The "Robben Island Bible" - which is actually a copy of the complete works of Shakespeare - belongs to man who was in jail at the same time as the former South African president.
It went on display at the city's Mitchell Library yesterday as the world marked Nelson Mandela International Day.
The book will be on show there for three months.
Robben Island prisoner Sonny Venkatrathnam passed the book to 33 of his fellow inmates, asking them to sign a passage that meant something to them.
Mr Mandela underlined a passage from Julius Caesar and signed his name beside it on December 16, 1977.
The passage he highlighted reads: "Cowards die many times before their deaths. The valiant never taste of death but once.
"Of all the wonders that I have heard, it seems to me the most strange that men should fear, seeing that death, a necessary end, will come when it will come."
Events were being held all over the world yesterday to mark Mandela's birthday.
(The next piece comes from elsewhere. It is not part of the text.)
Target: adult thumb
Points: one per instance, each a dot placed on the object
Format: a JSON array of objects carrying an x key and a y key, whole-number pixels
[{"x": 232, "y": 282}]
The former South African president died on December 5 last year at the age of 95.
The commemorations in Glasgow included a ribbon-tying ceremony and time for reflection outside St George's Tron Church in Nelson Mandela Place at 1.30pm.
Special guests at the ribbon-tying ceremony, organised by Action for Southern Africa (ACTSA) Scotland, included Mandela's granddaughter Tukwini Mandela.
Athletes from Team South Africa here for the Commonwealth Games also attended.
Glasgow was the first city in the world to award Nelson Mandela the Freedom of the City in 1981 when he was still a prisoner in Robben Island.
Five years later the city again honoured the anti-apartheid campaigner, renaming St George's Place after him.
After he was released from jail, Mr Mandela visited Glasgow in 1993 to thank the city for its support.